Thymian vulgaris – die Tröpfchen auf Blättern und Büten enthalten das kostbare ätherische Öl.

Chemisch betrachtet sind die farblose oder hellgelbe bis orange, bräunlich ofer grünlich farbene Flüssigkeiten, die sich vollständig verflüchtigen. Sie sind keine fetten Öle. Sie zeichnen sich durch intensiven Geruch und Geschmack aus. Sie haben eine geringere Dichte als Wasser und sind nicht wasserlöslich, lösen sich jedoch sehr gut in fetten Ölen oder in Alkohol. Zumeist bestehen sie aus mehreren hunderten Substanzen.

Die Funktion ätherischer Öle in der Natur

Sie sind Lock- und Schutzstoffe, die sich insbesondere bei Wärme entfalten. Sie locken z. B. Insekten an oder aber halten Sie fern. Sie schützen die Pflanze vor Krankheiten (Bakterien, Viren und Pilzen z. B.) sowie vor Kälte oder Hitze und vor der Austrocknung. Sie schützen Pflanzen vor Fraßfeinden. Sie sind regelrechte „Biowaffen“, die je nach Umweltbedingungen immer wieder verändert und den Bedürfnissen angepasst werden können. Eine evolutionäre Meisterleistung.

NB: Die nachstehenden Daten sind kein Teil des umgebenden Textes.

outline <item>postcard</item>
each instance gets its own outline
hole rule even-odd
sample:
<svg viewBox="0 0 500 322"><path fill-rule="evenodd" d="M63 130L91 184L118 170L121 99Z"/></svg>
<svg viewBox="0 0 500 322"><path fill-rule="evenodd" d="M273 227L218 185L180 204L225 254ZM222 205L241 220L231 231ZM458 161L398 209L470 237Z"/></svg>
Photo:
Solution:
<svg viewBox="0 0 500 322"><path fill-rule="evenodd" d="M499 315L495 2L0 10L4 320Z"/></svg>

Nicht nur Honigbienen werden von dem Duft unwiederstehlich angezogen.

Ätherische Öle werden – außer in absoluten Ausnahmen – nie pur angewendet. Sie können stark reizend und allergisierend wirken. Zu dem wäre es eine Verschwendung, denn sie wirken bereits in niedrigen Konzentrationen hervorragend.